L’article L 1235-4 du code du travail dispose que dans les cas prévus aux articles L 1132-4, L1134-4, L 1144-3, L 1152-3, L 1153-4, L 1235-3 et L1235-11 du même code, le juge ordonne le remboursement par l’employeur fautif aux organismes intéressés de tout ou partie des indemnités de chômage versées au salarié licencié, du jour de son licenciement au jour du jugement prononcé, dans la limite de six mois d’indemnités de chômage par salarié intéressé ;
L’article L 1235-5 précise que ne sont pas applicables au licenciement d’un salarié de moins de deux ans d’ancienneté dans l’entreprise et au licenciement opéré dans une entreprise employant habituellement moins de onze salariés, les dispositions relatives au remboursement des indemnités de chômage, prévues à l’article L 1235-4, en cas de méconnaissance des articles L. 1235-3 et L 1235-11.
Les conditions prévues par ce dernier texte sont cumulatives.
Il ressort de la pièce 18 du dossier de la SAS ECONICK qu’à la date du licenciement, celle-ci employait 6 personnes.
Par ailleurs, il ressort des pièces 3 et 6 du même dossier que M. [G] [H] n’avait pas deux années d’ancienneté à la date de l’envoi de la lettre de licenciement.

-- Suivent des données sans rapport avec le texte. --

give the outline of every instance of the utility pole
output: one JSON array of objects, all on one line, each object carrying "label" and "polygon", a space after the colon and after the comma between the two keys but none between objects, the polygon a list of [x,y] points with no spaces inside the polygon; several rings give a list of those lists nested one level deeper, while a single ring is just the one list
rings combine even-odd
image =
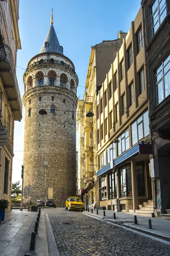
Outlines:
[{"label": "utility pole", "polygon": [[21,190],[21,208],[20,209],[20,211],[23,211],[23,184],[24,182],[24,166],[22,165],[22,170],[21,170],[21,178],[23,179],[23,181],[22,183],[22,190]]}]

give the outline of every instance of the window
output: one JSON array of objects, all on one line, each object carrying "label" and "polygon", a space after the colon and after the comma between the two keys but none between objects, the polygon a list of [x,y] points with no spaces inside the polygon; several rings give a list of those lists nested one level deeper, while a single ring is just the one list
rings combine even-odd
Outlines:
[{"label": "window", "polygon": [[96,119],[98,120],[99,118],[99,105],[97,105],[96,108]]},{"label": "window", "polygon": [[118,87],[118,75],[116,70],[114,75],[114,81],[115,84],[114,90],[115,91]]},{"label": "window", "polygon": [[126,112],[126,99],[125,95],[124,94],[123,96],[122,96],[122,98],[123,115],[124,115]]},{"label": "window", "polygon": [[132,84],[130,86],[130,106],[132,105],[133,103],[135,102],[135,98],[134,97],[134,87],[133,84]]},{"label": "window", "polygon": [[170,55],[162,61],[156,71],[157,103],[159,104],[170,94]]},{"label": "window", "polygon": [[151,12],[154,34],[167,15],[166,0],[156,0],[151,6]]},{"label": "window", "polygon": [[106,177],[105,176],[100,178],[100,182],[101,199],[102,200],[104,200],[107,198]]},{"label": "window", "polygon": [[106,164],[106,151],[103,151],[99,156],[99,169],[105,166]]},{"label": "window", "polygon": [[105,135],[107,135],[107,134],[108,133],[108,118],[106,118],[105,120]]},{"label": "window", "polygon": [[103,104],[104,107],[105,108],[107,106],[107,90],[105,91],[103,95]]},{"label": "window", "polygon": [[90,146],[92,146],[93,144],[93,132],[91,131],[89,133],[89,138],[90,138]]},{"label": "window", "polygon": [[117,179],[115,172],[109,173],[108,175],[109,199],[117,198]]},{"label": "window", "polygon": [[133,63],[132,60],[132,47],[130,46],[130,48],[128,50],[128,63],[129,66],[129,68],[132,65]]},{"label": "window", "polygon": [[139,84],[140,84],[140,93],[144,90],[145,89],[145,85],[144,83],[144,69],[143,69],[139,73]]},{"label": "window", "polygon": [[103,139],[103,124],[102,124],[101,125],[100,136],[101,140],[102,140]]},{"label": "window", "polygon": [[128,129],[122,133],[120,136],[117,138],[117,143],[118,156],[119,156],[130,147]]},{"label": "window", "polygon": [[44,84],[44,79],[41,78],[39,80],[40,86],[42,86]]},{"label": "window", "polygon": [[122,80],[123,78],[125,76],[125,63],[124,60],[123,60],[122,61],[121,63],[120,63],[120,80]]},{"label": "window", "polygon": [[116,104],[116,105],[115,105],[115,110],[116,110],[116,123],[117,122],[118,122],[119,118],[119,105],[118,105],[118,103],[117,104]]},{"label": "window", "polygon": [[137,35],[137,44],[138,53],[143,47],[142,30],[142,28],[140,29],[140,30]]},{"label": "window", "polygon": [[54,79],[53,77],[51,77],[50,78],[50,85],[51,86],[54,85]]},{"label": "window", "polygon": [[45,48],[48,48],[49,47],[49,43],[48,42],[45,42]]},{"label": "window", "polygon": [[30,108],[28,110],[28,116],[31,116],[31,110]]},{"label": "window", "polygon": [[132,176],[130,164],[120,168],[120,196],[130,196],[132,195]]},{"label": "window", "polygon": [[149,134],[148,111],[143,113],[131,126],[132,145]]},{"label": "window", "polygon": [[63,80],[60,80],[60,86],[62,88],[64,88],[64,82]]},{"label": "window", "polygon": [[8,114],[7,130],[8,131],[8,135],[10,135],[11,134],[11,115],[9,113]]},{"label": "window", "polygon": [[5,172],[4,172],[4,183],[3,187],[3,192],[8,195],[8,180],[9,176],[9,161],[7,158],[5,158]]},{"label": "window", "polygon": [[54,113],[55,113],[55,107],[51,107],[51,110],[50,110],[50,112],[53,114],[54,114]]},{"label": "window", "polygon": [[109,128],[110,130],[112,128],[112,111],[109,113]]},{"label": "window", "polygon": [[110,82],[108,88],[108,99],[110,99],[112,96],[112,85],[111,81]]},{"label": "window", "polygon": [[103,112],[103,99],[102,98],[100,99],[100,113],[102,113]]}]

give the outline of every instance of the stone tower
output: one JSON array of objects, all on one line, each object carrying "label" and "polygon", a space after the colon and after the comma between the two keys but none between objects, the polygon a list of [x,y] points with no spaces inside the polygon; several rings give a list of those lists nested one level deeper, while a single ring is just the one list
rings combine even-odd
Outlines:
[{"label": "stone tower", "polygon": [[40,52],[29,61],[23,76],[23,196],[25,201],[43,201],[46,194],[62,207],[67,197],[76,195],[78,78],[73,63],[63,54],[53,20],[52,13]]}]

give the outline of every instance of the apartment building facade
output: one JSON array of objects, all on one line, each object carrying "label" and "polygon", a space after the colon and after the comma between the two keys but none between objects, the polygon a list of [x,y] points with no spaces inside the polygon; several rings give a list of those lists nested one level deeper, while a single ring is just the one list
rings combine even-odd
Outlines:
[{"label": "apartment building facade", "polygon": [[155,215],[170,214],[170,2],[143,0]]},{"label": "apartment building facade", "polygon": [[143,20],[141,8],[96,97],[98,204],[152,216],[152,147]]},{"label": "apartment building facade", "polygon": [[14,156],[14,121],[22,117],[22,103],[16,74],[21,49],[18,21],[19,0],[0,1],[0,198],[10,204]]}]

La SAS ECONICK ne justifiant pas qu’elle a soulevé devant les premiers juges l’inapplication des dispositions précitées, elle supportera les dépens de l’instance.

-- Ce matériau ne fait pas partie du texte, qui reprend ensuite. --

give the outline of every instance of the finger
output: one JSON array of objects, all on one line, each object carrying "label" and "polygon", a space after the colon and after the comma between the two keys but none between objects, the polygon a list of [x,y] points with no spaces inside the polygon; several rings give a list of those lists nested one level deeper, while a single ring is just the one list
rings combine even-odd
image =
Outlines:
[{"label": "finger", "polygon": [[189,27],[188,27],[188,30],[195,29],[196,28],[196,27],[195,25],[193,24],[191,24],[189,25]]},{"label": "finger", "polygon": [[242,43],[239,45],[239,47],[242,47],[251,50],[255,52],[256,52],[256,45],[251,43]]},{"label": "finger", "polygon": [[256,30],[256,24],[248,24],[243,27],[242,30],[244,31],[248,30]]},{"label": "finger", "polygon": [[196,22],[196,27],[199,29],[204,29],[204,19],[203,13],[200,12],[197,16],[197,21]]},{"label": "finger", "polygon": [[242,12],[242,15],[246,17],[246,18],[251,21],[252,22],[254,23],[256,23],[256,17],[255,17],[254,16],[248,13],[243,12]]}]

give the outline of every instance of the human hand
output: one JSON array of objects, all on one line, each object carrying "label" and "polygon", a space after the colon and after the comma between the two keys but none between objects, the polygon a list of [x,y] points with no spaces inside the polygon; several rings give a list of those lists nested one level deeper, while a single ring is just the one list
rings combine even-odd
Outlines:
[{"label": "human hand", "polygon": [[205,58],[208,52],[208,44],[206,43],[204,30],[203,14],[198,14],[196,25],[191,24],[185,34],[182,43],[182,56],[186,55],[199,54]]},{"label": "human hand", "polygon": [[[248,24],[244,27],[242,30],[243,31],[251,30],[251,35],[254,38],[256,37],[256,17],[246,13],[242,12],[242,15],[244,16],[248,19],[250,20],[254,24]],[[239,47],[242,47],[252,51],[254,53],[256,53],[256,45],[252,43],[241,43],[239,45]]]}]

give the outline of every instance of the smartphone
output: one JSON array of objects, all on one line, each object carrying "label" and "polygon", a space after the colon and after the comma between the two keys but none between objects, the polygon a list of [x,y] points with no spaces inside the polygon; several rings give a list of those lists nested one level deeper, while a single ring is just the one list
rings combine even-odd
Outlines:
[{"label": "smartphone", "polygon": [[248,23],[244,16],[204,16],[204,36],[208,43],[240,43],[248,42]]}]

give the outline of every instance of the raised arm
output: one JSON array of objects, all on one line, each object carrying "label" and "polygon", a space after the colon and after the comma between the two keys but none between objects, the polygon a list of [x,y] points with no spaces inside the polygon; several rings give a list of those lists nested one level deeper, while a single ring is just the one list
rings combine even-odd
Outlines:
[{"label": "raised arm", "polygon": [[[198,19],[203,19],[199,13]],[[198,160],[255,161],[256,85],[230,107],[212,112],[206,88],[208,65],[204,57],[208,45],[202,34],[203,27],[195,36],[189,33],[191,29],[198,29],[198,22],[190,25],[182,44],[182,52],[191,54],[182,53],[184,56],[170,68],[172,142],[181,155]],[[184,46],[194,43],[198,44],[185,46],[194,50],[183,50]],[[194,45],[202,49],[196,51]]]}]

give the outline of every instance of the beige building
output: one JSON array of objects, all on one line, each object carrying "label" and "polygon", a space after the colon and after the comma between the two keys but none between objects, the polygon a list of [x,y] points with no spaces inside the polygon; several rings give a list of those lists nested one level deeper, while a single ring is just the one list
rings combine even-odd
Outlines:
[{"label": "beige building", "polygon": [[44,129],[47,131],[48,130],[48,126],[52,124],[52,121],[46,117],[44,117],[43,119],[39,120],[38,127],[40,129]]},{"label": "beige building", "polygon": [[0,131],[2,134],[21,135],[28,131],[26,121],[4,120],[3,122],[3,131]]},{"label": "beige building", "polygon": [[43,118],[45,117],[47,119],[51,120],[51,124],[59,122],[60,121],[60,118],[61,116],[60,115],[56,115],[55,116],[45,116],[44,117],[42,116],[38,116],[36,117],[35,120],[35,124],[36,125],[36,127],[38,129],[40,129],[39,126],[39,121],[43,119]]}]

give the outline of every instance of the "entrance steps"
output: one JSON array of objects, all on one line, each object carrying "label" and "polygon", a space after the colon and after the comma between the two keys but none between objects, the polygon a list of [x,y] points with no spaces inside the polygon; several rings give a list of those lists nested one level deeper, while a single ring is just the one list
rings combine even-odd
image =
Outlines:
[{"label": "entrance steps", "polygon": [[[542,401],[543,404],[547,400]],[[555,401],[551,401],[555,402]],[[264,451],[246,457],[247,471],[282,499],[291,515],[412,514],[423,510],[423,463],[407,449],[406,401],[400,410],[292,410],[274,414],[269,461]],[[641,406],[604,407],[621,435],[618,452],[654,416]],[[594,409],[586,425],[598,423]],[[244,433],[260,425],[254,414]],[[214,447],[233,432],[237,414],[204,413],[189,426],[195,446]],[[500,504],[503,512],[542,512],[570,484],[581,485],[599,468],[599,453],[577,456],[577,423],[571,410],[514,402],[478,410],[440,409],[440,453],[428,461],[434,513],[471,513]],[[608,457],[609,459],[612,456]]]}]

Il apparaît inéquitable de laisser à la charge de M. [G] [H] l’intégralité des frais irrépétibles qu’il a exposés ; il sera fait droit à la demande à hauteur de 1000 euros.
PAR CES MOTIFS:
La Cour, chambre sociale, statuant par arrêt réputé contradictoire mis à disposition au greffe et après débats en audience publique et après en avoir délibéré,
DIT recevable l’intervention forcée de l’établissement public France-Travail ;
INFIRME le jugement rendu le 23 septembre 2024 par le conseil de prud’hommes de Nancy dans le litige opposant M. [G] [H] à la SAS ECONICK en ce qu’il a condamné la SAS ECONICK à rembourser aux organismes concernés les indemnités de chômage payées, le cas échéant, à M. [G] [H] à compter du jour de la rupture du contrat de travail, dans la limite de six mois d’indemnités ;
STATUANT A NOUVEAU ;
DIT n’y avoir lieu à application des dispositions de l’article L 1235-4 du code du travail ;
Y ajoutant:
CONDAMNE la SAS ECONICK aux dépens de la procédure d’appel ;
LA CONDAMNE à payer à M. [G] [H] une somme de 1000 euros au titre de l’article 700 du code de procédure civile ;
DIT la présenté décision opposable à l’établissement public France-Travail.

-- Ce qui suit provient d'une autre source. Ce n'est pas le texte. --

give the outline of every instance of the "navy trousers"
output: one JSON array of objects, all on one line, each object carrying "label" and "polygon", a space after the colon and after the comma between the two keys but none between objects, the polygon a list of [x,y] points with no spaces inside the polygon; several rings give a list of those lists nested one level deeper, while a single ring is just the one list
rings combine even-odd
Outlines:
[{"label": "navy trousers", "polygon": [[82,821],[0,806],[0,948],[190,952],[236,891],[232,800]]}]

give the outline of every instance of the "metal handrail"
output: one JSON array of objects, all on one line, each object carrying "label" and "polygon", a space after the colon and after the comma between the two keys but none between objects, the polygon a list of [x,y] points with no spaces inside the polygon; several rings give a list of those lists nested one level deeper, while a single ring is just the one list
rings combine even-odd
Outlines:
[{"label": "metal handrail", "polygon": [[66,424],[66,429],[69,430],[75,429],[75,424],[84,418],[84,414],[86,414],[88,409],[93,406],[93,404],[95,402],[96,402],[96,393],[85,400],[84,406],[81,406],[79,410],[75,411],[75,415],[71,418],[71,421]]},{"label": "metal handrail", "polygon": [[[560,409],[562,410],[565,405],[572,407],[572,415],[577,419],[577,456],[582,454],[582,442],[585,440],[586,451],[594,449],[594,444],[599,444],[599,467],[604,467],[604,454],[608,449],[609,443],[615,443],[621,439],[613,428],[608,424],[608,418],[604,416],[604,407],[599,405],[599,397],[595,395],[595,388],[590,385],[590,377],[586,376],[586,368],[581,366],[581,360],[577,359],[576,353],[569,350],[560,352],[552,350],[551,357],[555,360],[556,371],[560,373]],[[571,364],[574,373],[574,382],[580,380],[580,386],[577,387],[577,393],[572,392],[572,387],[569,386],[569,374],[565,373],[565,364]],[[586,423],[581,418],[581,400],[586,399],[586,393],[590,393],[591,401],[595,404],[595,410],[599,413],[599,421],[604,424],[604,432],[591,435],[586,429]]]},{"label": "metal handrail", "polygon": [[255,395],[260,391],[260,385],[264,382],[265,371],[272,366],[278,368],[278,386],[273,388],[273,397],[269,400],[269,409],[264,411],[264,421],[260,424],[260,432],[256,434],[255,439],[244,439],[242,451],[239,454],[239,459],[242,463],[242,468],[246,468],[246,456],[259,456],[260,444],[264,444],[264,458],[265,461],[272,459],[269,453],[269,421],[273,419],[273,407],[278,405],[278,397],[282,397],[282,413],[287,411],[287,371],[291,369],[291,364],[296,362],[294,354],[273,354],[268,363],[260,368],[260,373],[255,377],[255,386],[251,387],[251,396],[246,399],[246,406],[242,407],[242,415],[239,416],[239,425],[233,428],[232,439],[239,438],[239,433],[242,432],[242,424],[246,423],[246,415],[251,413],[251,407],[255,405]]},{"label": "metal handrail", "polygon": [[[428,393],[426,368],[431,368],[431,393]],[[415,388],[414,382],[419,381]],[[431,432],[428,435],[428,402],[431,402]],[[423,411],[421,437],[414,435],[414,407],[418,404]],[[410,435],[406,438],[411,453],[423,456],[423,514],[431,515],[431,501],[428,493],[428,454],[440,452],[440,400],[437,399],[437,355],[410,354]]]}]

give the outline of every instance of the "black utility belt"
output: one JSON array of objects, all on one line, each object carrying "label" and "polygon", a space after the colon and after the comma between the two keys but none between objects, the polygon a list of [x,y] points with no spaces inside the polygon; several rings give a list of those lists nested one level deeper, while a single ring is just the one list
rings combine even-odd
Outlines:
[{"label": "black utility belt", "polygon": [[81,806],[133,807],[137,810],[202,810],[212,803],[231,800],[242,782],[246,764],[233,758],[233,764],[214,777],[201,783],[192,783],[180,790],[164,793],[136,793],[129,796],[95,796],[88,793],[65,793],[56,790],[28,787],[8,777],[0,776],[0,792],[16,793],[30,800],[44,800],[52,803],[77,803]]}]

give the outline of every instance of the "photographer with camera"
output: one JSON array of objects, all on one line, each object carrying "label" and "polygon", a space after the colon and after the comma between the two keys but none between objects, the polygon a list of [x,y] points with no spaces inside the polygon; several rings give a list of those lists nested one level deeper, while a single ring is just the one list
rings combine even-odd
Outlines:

Ainsi prononcé par mise à disposition de l’arrêt au greffe de la cour, les parties en ayant été préalablement avisées dans les conditions prévues au deuxième alinéa de l’article 450 du code de procédure civile.
Et signé par Monsieur Raphaël WEISSMANN, Président de Chambre, et par Madame Laurène RIVORY, Greffier.